@flawr I was going to point that out too, but I think for a different reason: the curve reflects the distance between (1) the circle defined by the lever and (2) the fixed point in the bar to its left (where all the threads coincide). The sine would be the vertical (or horizontal) distance to the horizontal (vertical) axis
...assuming I correctly understood what the device is doing :-)

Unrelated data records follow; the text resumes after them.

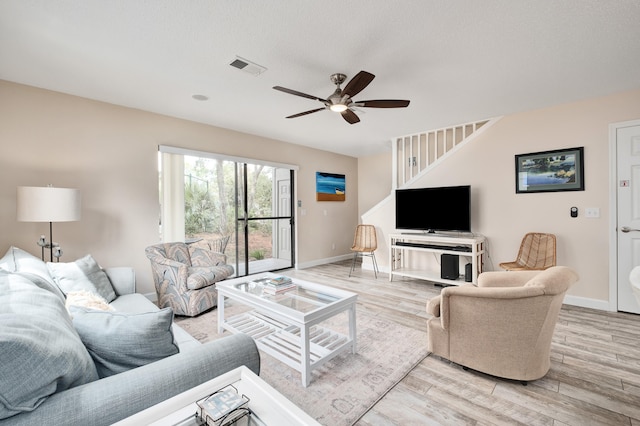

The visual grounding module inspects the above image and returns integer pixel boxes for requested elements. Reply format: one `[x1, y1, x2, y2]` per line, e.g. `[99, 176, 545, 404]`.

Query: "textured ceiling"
[0, 0, 640, 157]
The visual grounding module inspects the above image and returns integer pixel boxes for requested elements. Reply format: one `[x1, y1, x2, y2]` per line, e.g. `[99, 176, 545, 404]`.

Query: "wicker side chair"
[500, 232, 556, 271]
[349, 225, 378, 278]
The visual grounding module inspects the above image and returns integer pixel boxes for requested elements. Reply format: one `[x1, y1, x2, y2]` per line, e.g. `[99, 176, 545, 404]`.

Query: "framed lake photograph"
[316, 172, 346, 201]
[516, 147, 584, 194]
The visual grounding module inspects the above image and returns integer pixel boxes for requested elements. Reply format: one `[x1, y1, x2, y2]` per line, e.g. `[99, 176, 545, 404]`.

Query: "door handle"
[620, 226, 640, 234]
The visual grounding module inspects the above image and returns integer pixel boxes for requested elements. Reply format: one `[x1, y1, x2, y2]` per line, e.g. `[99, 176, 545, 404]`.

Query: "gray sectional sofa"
[0, 247, 260, 425]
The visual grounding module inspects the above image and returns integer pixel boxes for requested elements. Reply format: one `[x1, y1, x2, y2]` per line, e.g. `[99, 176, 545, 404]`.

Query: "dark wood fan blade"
[286, 108, 326, 118]
[340, 109, 360, 124]
[355, 99, 410, 108]
[342, 71, 376, 98]
[273, 86, 326, 102]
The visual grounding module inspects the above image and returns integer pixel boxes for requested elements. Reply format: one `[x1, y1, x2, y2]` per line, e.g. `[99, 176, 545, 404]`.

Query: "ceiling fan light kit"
[273, 71, 410, 124]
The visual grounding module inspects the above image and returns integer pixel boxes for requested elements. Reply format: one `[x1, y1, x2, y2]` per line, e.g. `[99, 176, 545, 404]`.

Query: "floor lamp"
[16, 186, 80, 262]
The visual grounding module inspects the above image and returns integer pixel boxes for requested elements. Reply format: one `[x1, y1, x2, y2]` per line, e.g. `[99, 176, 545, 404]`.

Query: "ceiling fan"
[273, 71, 409, 124]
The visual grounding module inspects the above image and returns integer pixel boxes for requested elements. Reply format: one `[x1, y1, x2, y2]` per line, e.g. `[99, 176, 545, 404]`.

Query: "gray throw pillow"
[0, 271, 98, 423]
[47, 254, 116, 302]
[69, 306, 179, 378]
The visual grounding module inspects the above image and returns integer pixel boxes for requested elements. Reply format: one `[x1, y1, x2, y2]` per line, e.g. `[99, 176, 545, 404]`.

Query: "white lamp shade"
[16, 186, 80, 222]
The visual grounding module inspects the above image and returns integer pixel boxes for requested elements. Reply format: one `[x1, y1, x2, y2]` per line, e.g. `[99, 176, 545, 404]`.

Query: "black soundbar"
[395, 241, 471, 252]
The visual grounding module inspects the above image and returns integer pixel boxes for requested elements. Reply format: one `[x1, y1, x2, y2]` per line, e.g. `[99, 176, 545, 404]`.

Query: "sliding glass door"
[160, 147, 294, 276]
[235, 163, 293, 275]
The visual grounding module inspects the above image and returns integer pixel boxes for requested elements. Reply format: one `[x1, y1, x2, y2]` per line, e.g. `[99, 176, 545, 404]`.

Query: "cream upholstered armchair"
[427, 266, 578, 383]
[145, 242, 234, 316]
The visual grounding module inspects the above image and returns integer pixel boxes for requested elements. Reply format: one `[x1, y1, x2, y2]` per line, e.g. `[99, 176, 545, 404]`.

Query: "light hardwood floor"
[287, 262, 640, 426]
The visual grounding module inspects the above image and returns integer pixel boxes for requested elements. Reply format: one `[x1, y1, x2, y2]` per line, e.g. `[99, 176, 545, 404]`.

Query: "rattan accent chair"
[500, 232, 556, 271]
[349, 225, 379, 278]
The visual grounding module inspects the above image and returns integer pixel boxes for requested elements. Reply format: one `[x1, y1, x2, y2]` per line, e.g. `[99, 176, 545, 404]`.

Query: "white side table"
[115, 366, 320, 426]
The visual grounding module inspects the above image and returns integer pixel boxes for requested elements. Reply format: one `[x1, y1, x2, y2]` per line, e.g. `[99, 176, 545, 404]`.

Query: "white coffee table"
[216, 273, 358, 387]
[115, 366, 320, 426]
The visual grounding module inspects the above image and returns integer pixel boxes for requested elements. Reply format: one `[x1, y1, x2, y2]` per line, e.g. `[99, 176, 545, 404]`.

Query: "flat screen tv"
[396, 185, 471, 232]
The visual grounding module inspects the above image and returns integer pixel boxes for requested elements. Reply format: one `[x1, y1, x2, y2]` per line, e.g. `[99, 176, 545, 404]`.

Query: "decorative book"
[197, 385, 250, 426]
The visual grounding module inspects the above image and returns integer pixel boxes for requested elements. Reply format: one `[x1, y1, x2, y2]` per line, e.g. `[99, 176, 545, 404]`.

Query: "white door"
[616, 125, 640, 314]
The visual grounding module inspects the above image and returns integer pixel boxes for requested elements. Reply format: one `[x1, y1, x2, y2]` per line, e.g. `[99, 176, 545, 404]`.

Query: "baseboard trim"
[296, 254, 353, 269]
[564, 295, 614, 312]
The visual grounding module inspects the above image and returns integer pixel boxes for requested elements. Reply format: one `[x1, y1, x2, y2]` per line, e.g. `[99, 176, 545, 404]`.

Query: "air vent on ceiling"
[229, 56, 267, 76]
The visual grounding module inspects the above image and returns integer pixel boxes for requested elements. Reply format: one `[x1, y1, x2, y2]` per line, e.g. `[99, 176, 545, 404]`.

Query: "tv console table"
[389, 234, 485, 285]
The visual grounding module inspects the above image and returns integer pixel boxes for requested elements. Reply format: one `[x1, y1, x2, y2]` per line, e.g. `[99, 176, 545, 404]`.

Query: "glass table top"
[233, 278, 340, 313]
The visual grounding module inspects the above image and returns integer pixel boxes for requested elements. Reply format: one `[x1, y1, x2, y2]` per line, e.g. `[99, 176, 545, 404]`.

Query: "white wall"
[0, 80, 358, 293]
[359, 90, 640, 309]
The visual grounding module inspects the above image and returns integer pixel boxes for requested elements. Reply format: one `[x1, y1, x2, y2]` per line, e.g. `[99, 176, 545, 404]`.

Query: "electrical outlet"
[584, 207, 600, 218]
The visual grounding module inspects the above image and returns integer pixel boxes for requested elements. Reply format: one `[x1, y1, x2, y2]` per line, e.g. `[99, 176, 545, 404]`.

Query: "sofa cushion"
[47, 254, 116, 302]
[0, 271, 98, 419]
[69, 306, 179, 378]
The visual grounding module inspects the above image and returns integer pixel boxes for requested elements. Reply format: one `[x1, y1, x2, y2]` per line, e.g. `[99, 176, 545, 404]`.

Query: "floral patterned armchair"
[145, 242, 234, 317]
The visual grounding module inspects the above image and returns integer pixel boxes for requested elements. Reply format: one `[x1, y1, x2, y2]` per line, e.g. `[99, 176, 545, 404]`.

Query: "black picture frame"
[515, 147, 584, 194]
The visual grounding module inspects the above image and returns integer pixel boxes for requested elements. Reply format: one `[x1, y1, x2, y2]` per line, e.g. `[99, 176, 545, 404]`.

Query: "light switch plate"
[584, 207, 600, 218]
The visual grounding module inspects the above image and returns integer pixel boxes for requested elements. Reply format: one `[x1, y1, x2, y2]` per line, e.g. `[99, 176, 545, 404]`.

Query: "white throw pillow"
[47, 254, 116, 302]
[65, 290, 115, 312]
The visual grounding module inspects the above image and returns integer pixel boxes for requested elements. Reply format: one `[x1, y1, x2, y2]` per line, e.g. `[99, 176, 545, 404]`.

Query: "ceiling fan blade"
[342, 71, 376, 98]
[355, 99, 410, 108]
[273, 86, 326, 102]
[340, 109, 360, 124]
[285, 108, 326, 118]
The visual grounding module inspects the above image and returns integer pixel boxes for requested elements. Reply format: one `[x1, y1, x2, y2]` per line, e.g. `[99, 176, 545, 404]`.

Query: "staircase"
[393, 118, 500, 188]
[361, 117, 500, 272]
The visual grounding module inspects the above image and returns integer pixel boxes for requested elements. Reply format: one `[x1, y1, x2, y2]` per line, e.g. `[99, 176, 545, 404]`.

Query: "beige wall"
[358, 152, 392, 216]
[0, 81, 358, 293]
[359, 90, 640, 309]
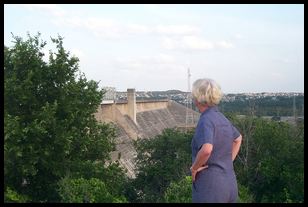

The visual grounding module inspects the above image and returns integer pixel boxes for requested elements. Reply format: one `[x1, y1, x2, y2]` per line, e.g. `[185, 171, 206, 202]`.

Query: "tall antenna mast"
[293, 93, 296, 123]
[185, 68, 194, 131]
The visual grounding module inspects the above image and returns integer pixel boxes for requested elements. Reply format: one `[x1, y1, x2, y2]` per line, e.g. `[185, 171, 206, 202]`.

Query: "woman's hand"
[190, 165, 208, 182]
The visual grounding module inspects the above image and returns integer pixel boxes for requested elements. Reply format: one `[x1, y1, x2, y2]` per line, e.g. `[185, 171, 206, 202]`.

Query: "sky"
[4, 4, 304, 93]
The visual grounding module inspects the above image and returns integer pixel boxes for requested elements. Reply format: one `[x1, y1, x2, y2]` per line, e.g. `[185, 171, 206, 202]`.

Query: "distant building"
[101, 87, 117, 104]
[95, 89, 200, 178]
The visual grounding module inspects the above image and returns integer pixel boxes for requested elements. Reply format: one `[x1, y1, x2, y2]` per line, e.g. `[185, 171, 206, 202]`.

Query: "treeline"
[4, 35, 304, 203]
[219, 95, 304, 116]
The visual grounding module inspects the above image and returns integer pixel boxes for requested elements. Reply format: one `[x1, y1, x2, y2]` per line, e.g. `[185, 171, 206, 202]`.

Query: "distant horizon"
[112, 89, 304, 94]
[4, 4, 304, 94]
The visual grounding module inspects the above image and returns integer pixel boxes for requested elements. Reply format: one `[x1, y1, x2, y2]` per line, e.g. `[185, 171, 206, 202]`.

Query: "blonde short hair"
[192, 78, 222, 106]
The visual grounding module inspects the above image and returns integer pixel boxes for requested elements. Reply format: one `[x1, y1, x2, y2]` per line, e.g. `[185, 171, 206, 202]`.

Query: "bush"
[59, 177, 126, 203]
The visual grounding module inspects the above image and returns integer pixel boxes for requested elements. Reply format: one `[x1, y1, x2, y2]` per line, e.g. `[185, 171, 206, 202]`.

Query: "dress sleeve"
[232, 125, 241, 139]
[196, 121, 214, 150]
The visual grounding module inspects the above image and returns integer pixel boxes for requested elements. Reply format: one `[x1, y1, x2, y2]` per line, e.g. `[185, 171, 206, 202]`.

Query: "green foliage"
[235, 117, 304, 202]
[4, 187, 30, 203]
[59, 177, 126, 203]
[238, 184, 254, 203]
[4, 34, 124, 202]
[164, 176, 192, 203]
[130, 129, 192, 202]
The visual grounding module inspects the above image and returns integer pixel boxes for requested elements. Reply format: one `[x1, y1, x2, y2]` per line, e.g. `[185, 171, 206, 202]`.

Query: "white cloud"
[15, 4, 66, 17]
[217, 41, 234, 49]
[182, 36, 214, 50]
[71, 48, 85, 59]
[234, 33, 244, 39]
[155, 25, 200, 35]
[162, 35, 214, 50]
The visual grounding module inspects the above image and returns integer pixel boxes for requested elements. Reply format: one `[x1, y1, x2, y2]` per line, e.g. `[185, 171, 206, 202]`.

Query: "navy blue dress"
[191, 106, 240, 203]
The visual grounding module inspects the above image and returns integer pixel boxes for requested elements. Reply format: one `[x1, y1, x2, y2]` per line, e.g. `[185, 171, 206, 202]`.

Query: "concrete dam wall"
[94, 90, 200, 178]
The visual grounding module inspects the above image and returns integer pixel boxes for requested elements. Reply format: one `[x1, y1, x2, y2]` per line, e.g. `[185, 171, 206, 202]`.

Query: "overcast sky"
[4, 4, 304, 93]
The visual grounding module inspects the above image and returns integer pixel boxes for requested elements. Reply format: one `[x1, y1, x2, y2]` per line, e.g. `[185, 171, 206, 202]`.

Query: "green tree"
[131, 129, 192, 202]
[4, 34, 124, 202]
[59, 177, 126, 203]
[164, 176, 192, 203]
[233, 117, 304, 203]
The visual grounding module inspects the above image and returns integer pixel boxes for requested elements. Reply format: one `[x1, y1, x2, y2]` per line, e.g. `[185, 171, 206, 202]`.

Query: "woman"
[190, 79, 242, 203]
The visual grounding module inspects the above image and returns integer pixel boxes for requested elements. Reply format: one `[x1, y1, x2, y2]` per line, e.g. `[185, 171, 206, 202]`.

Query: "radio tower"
[185, 68, 194, 131]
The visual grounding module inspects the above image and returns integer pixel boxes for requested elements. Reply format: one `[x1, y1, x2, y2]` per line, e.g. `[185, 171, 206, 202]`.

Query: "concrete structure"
[127, 89, 137, 124]
[95, 89, 200, 177]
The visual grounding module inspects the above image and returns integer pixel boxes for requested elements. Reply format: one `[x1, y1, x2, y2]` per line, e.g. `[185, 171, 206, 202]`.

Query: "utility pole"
[185, 68, 194, 131]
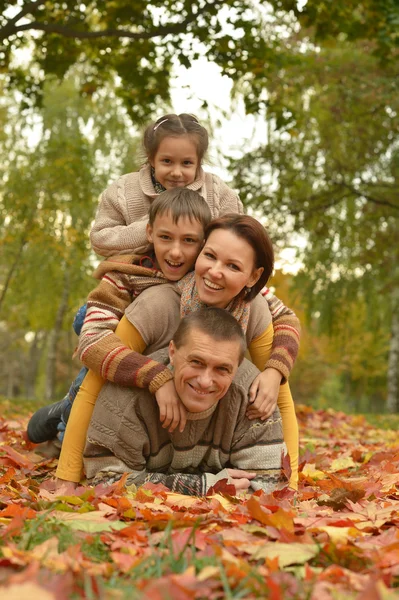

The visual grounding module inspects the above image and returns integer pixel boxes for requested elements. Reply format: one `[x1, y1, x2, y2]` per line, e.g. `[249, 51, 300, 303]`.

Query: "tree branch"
[0, 0, 227, 41]
[0, 0, 46, 41]
[335, 181, 399, 210]
[290, 194, 348, 215]
[9, 15, 200, 40]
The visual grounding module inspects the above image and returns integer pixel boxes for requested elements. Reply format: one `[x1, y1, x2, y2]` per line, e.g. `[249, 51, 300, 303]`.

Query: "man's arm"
[230, 409, 288, 493]
[77, 258, 172, 392]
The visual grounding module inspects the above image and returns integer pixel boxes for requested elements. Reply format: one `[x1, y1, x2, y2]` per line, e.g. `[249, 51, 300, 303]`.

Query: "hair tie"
[153, 119, 169, 131]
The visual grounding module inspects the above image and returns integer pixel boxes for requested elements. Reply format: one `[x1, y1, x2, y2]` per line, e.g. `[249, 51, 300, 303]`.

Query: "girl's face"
[150, 135, 200, 190]
[195, 229, 263, 308]
[147, 213, 204, 281]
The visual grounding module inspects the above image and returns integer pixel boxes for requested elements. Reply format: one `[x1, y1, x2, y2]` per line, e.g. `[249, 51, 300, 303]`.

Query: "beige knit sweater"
[90, 165, 243, 256]
[84, 350, 287, 495]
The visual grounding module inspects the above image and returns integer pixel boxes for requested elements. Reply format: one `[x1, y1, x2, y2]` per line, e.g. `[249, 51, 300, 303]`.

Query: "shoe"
[27, 397, 69, 444]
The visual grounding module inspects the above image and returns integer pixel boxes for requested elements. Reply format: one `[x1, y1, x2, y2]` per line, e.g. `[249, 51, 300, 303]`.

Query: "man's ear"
[247, 267, 264, 287]
[145, 223, 153, 244]
[168, 340, 176, 367]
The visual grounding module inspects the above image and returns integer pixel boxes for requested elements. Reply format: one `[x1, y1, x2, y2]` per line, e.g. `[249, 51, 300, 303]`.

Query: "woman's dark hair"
[143, 113, 209, 165]
[172, 306, 247, 364]
[205, 213, 274, 301]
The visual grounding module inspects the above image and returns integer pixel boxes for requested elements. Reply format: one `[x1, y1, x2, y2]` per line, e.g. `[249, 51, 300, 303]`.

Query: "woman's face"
[150, 135, 200, 190]
[195, 229, 263, 308]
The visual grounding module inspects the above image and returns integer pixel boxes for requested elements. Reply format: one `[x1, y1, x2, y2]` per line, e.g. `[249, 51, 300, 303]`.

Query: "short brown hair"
[205, 213, 274, 301]
[148, 188, 212, 229]
[172, 306, 247, 364]
[143, 113, 209, 164]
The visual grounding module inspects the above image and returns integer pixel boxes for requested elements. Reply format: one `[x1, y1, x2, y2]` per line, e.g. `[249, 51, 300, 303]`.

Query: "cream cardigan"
[90, 165, 243, 256]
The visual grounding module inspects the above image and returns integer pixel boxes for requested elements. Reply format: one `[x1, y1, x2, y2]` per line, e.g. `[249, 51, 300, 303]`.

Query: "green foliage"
[0, 0, 282, 122]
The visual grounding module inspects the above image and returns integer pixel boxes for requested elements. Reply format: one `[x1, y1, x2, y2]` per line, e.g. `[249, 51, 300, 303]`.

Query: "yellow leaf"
[245, 542, 319, 568]
[329, 456, 356, 473]
[0, 581, 56, 600]
[197, 565, 220, 581]
[302, 463, 326, 479]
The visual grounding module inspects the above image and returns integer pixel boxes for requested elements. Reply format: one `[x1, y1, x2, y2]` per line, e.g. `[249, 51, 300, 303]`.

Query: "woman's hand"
[227, 469, 256, 492]
[155, 380, 187, 433]
[246, 369, 282, 421]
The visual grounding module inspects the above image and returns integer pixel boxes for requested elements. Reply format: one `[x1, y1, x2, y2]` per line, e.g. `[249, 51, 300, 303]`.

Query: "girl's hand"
[155, 381, 187, 433]
[227, 469, 256, 492]
[246, 369, 283, 421]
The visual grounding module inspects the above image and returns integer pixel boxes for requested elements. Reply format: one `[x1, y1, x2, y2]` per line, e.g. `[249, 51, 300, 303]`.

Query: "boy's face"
[147, 213, 204, 281]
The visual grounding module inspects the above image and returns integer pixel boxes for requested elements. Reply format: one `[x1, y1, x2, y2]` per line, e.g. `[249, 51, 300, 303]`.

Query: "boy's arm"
[229, 410, 288, 493]
[77, 271, 172, 393]
[90, 183, 149, 256]
[261, 288, 301, 384]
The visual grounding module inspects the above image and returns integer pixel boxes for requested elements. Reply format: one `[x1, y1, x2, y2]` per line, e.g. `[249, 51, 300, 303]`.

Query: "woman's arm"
[77, 270, 172, 393]
[247, 324, 299, 489]
[56, 318, 155, 482]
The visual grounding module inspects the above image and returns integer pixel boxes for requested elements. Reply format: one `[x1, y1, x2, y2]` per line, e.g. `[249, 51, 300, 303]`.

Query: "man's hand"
[227, 469, 256, 492]
[155, 381, 187, 433]
[246, 369, 282, 421]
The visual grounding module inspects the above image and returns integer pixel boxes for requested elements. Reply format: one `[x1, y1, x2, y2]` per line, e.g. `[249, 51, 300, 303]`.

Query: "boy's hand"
[155, 381, 187, 433]
[246, 369, 282, 421]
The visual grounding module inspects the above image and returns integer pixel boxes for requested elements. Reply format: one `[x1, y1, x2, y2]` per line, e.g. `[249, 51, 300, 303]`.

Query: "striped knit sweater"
[84, 350, 287, 496]
[77, 254, 300, 393]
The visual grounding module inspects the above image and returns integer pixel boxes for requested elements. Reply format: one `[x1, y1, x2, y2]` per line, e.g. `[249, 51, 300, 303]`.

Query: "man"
[84, 308, 287, 496]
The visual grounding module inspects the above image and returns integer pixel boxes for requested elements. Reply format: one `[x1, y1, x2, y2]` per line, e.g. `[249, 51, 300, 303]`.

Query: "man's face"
[169, 328, 240, 413]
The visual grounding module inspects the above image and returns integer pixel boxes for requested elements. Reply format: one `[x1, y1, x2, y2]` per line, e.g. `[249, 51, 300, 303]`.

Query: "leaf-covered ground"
[0, 403, 399, 600]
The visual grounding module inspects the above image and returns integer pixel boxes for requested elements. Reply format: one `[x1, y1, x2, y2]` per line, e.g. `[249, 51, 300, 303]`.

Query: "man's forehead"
[181, 328, 240, 368]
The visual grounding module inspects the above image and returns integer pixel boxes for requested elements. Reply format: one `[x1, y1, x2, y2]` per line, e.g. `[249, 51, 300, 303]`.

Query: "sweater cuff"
[203, 469, 231, 493]
[264, 356, 291, 385]
[148, 367, 173, 394]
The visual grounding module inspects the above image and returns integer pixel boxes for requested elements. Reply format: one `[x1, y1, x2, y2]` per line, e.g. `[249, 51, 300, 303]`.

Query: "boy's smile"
[147, 213, 204, 281]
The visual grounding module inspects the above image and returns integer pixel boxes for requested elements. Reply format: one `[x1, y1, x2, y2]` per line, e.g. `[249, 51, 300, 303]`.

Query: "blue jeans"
[58, 304, 88, 441]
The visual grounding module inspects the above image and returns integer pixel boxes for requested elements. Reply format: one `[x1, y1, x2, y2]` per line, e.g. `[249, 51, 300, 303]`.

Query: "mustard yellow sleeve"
[56, 317, 146, 482]
[248, 323, 299, 490]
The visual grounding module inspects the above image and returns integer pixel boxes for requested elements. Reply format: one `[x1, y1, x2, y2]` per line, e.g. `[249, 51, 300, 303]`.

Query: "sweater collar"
[139, 164, 205, 199]
[187, 402, 219, 421]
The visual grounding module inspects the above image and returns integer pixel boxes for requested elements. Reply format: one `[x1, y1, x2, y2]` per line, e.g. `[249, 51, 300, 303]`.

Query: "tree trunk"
[25, 331, 47, 399]
[45, 266, 69, 401]
[387, 287, 399, 413]
[0, 239, 27, 310]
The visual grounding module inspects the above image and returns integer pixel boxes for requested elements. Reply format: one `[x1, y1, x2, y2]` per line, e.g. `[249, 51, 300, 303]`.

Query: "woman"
[57, 214, 298, 487]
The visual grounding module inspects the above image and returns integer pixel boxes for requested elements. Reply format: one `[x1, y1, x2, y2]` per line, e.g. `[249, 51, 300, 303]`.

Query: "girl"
[90, 114, 243, 256]
[28, 114, 299, 443]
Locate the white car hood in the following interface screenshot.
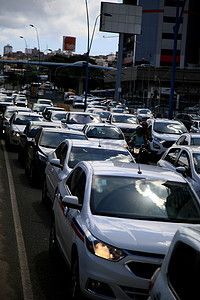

@LuisMendo I think we are talking about the same thing: It doesn't matter if we're talking about the distance from the lever to the big circle or from the lever to the horizontal bar. With an "infinitely big circle" the threads attached to the lever would ways have the exact same direction (no side-to-side offset), so the displacement of the string would really just measure the "amplitude" of the lever in exactly one direction
let's assume the lever moves in an unit circle, and the big circle has radius r. then the length of the string from the lever to the circle (lets pick (x,y)=(1,0) as the position on the circle) is sqrt(r^2 - 2*r*cos(phi)+1) -r, and this converges to cos(phi) for r to infinity
@flawr *sigh*. Let me show you how we do this. So you have r * sqrt(1 - cos(phi)/r + 1/r^2) -r \approx r * [1 - cos(phi)/2r + 1/2r^2] - r \approx r - cos(phi)/2 -r = -cos(phi)/2
oh, you had a 2 in there
so we come back to my point that you omitted the unit length of the circle which screws up the dimensions
sqrt(r^2 - 2 r R cos(phi) + R^2) - r, doesn't that look much better? And that converges to -R cos(phi) as it should.